Involvement of targeting and scaffolding proteins in the regulation of the EGFR/Ras/MAPK pathway in oncogenesis

The identification of the causes of cancer at the cellular level has led to the discovery of the Epidermal Growth Factor Receptor (EGFR)/Ras/Mitogen-Activated Protein Kinase (MAPK) signaling pathway as a target for the development of anti-cancer strategies. A variety of therapeutic approaches to inhibit the EGFR/Ras/MAP module are currently being tested in clinical trials or have even been approved for the treatment of some tumor. However, more efficient ways to block the EGFR/Ras/MAPK pathway in tumor cells still have to be developed. The subcellular localisation of each member of this module is of pertinent importance to ensure signaling. Accumulating evidence suggests that targeting/scaffold proteins regulate the assembly, localization and activity of EGFR/Ras/MAPK signal transduction components. In particular proteins that stimulate the lysosomal downregulation of the EGFR and the targeting of Ras regulators/effectors to Ras could contribute to improve strategies to inhibit EGFR/Ras signaling in cancer.
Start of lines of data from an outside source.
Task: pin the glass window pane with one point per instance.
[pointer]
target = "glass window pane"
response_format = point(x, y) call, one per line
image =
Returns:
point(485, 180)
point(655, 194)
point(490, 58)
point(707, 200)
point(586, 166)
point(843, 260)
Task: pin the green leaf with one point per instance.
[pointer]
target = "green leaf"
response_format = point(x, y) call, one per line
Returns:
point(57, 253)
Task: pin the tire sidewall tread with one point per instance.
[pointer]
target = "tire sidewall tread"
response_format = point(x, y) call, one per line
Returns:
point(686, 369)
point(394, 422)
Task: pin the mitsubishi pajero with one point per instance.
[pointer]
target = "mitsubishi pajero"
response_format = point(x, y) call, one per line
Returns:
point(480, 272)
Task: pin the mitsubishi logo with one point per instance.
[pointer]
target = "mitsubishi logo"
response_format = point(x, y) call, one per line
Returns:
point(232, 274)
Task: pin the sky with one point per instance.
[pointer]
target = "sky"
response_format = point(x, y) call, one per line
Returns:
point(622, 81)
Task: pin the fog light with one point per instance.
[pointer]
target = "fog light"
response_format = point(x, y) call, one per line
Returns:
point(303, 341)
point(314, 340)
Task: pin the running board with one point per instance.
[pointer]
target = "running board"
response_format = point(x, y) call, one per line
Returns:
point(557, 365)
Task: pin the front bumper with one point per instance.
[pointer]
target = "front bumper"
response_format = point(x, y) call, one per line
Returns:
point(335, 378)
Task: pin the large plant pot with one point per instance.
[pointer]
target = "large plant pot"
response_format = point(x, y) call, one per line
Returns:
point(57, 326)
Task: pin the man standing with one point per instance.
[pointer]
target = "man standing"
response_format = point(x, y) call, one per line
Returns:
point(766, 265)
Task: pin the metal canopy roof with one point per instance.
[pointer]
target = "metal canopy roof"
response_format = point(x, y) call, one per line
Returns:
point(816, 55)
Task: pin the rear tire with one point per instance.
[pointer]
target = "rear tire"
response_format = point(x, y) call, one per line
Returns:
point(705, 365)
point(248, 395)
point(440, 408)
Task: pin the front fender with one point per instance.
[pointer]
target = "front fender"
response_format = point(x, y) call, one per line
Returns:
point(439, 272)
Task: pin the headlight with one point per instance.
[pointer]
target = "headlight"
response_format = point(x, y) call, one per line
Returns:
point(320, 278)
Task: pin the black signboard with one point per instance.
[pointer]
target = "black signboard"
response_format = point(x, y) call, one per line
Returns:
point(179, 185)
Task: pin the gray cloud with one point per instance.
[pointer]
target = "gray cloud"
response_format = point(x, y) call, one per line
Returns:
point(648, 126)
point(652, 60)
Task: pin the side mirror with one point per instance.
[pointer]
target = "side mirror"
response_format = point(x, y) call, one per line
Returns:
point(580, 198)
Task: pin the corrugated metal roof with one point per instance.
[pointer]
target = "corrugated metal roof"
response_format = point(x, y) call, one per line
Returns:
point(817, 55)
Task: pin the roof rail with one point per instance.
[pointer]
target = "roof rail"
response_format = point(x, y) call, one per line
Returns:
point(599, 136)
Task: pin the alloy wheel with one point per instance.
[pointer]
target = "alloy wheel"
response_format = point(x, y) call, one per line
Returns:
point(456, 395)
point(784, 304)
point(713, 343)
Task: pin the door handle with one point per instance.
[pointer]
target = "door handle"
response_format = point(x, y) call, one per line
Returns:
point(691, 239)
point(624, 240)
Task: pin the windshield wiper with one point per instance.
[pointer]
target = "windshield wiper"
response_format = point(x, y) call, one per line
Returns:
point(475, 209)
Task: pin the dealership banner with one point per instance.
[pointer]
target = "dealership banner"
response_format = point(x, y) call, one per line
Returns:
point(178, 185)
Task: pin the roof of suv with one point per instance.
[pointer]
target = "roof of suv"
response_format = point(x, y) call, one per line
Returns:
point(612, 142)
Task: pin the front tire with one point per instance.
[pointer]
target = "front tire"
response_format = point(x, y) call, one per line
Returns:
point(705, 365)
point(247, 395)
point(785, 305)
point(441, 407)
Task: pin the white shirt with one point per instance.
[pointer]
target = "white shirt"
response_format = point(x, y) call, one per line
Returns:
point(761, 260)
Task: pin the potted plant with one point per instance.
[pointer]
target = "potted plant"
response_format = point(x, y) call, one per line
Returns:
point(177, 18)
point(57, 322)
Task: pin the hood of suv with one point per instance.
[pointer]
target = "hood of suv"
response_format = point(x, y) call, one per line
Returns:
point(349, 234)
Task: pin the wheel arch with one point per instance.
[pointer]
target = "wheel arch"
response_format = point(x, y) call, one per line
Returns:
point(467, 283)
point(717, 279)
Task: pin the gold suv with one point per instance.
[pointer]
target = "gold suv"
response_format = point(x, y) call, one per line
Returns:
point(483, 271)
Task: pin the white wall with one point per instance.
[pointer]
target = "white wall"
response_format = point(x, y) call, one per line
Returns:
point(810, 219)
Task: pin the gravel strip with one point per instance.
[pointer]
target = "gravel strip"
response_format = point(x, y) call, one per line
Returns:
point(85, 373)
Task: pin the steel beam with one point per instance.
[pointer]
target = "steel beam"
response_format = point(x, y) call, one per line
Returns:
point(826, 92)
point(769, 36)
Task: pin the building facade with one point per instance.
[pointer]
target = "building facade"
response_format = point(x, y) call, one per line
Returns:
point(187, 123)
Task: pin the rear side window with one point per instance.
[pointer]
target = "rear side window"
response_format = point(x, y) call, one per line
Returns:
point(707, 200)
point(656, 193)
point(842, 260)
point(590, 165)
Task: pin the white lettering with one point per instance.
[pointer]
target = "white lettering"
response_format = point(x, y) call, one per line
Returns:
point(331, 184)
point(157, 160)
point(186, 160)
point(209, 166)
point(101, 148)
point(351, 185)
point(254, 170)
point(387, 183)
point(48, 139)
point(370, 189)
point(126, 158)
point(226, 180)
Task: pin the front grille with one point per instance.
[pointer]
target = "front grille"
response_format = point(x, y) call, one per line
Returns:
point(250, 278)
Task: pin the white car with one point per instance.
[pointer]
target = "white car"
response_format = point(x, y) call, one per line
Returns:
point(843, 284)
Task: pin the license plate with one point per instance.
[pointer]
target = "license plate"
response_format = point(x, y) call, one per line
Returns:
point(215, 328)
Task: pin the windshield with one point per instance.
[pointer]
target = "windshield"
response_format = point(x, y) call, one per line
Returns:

These proteins include the Cbl/ClN85/endophilin pathway, caveolin, galectins, annexins, Impedes Mitogenic Signal Propagation (IMP), 14-3-3 and Kinase Suppressor of Ras (KSR). Here we will review the current literature regarding the potential of targeting/scaffold proteins to affect the lysosomal targeting of EGFR and the subcellular localization of the Ras/MAPK signaling cascade.